His first bank job is more on impulse than planned, at a Bank of America branch in Midway. It comes a few months after he is let go. He’s been waiting to talk to a loan officer to help him with the mortgage and other mounting bills. Instead, inexplicably he leaves the bank without talking to anyone, crosses the parking lot to the local Walmart, and buys a dodgy looking disguise before returning briskly to the bank and handing a scribbled note to a terrified bank teller.
Not exactly the crime of the century, but to his amazement, it works, and he quickly exits the bank, only this time with an envelope full of cash in his shaking hands, and adrenalin pumping through his veins.
The money in the envelope by most bank robberies is a pittance—eighteen hundred dollars—barely enough to pay the mortgage, so he decides he has no other choice.
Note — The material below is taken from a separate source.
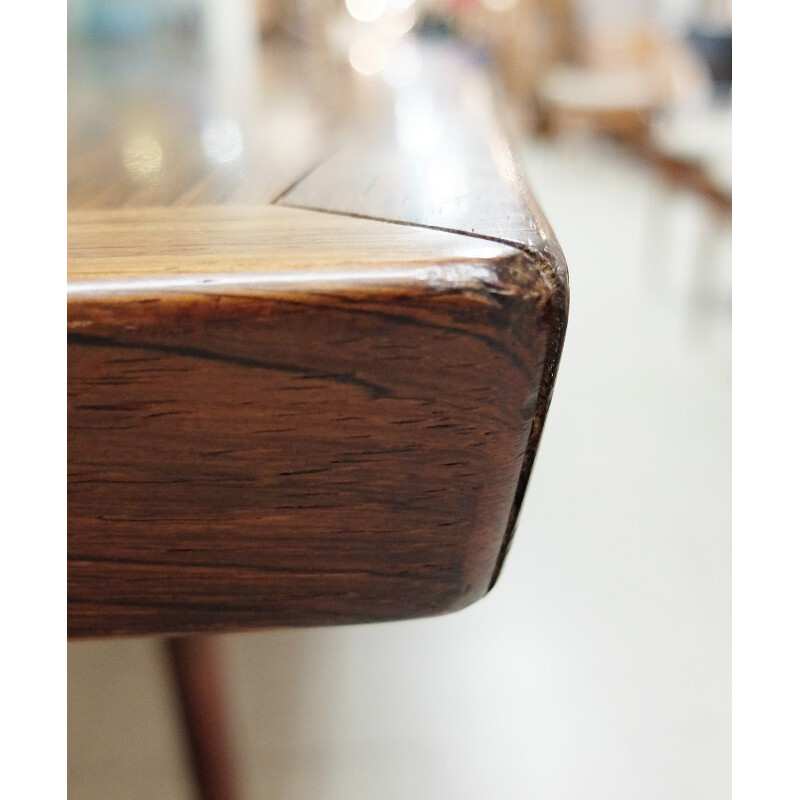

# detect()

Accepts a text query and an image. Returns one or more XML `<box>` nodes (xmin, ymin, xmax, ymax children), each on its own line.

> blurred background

<box><xmin>68</xmin><ymin>0</ymin><xmax>731</xmax><ymax>800</ymax></box>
The bank will have to be robbed again. This time, however, he feels much calmer, more confident. The second visit nets him three thousand dollars, but it also adds something to his psyche: so pure a rush of power he can barely breathe.
Before long however, Carter Tomlin acquires a penchant for violence. No longer satisfied with just the money, he begins thriving on seeing the fear in the eyes of hapless bank employees. Up to now, he has never used a gun, preferring to bluff his way with threats, but soon decides that if he wants a bigger jackpot, a gun is needed. Seeing an ad in a local paper from a gun dealer, he hopes to secure a weapon without too many questions asked.
Despite the seller—Tony Schultz—having a dubious history with regards the boundaries of the law, he still asks Tomlin for some form of photo identification. Knowing his ID will inevitably lead the police to him, Tomlin takes the gun by force after badly beating the big man, something that will have unforeseen and tragic consequences down the line for Tomlin and for those near and dear to him.
Now that he’s armed, Tomlin’s deadly addiction of obtaining money by force is about to begin as he takes down bank after bank. Unfortunately for him, the serial bank robbing has now come up on the FBI radar, watched by no other than Special Agent Carla Windermere, one of the FBI’s most determined agents.
Before long, after meeting him face-to-face and sensing something just not right about the man with the perfect life, Windermere begins homing in on Tomlin. With her ever-trusted instincts, Tomlin quickly becomes her prime suspect.
With little help or belief from her boss and partner, Windermere quickly turns to the one person she believes can help her, the one person she can trust fully: Minnesota state investigator Kirk Stevens. The two law enforcers haven’t talked since they first worked together on the Arthur Pender case, a case that made them into minor celebrities.
With Stevens and Windermere teamed and ready to tighten their grip on the serial bank robber, Tomlin’s luck surely can’t deteriorate further? Wrong. Here comes Tony Schultz, and he sure as hell ain’t smiling. . . .
Criminal Enterprise is a fast-paced story told in tighly wrought chapters of three and four pages accomplishing what most writers need ten to twenty pages to accomplish, all thanks to Mr. Laukkanen’s gift of words.
Windermere and Stevens (first seen in The Professionals) are a terrific duo with just the right amount of forbidden sexual chemistry established between them. If you’ve ever wanted to write a terrific crime novel, Criminal Enterprise could well be the blueprint—one of those rare books you just know that as soon as you finish it, you can’t wait to reread it.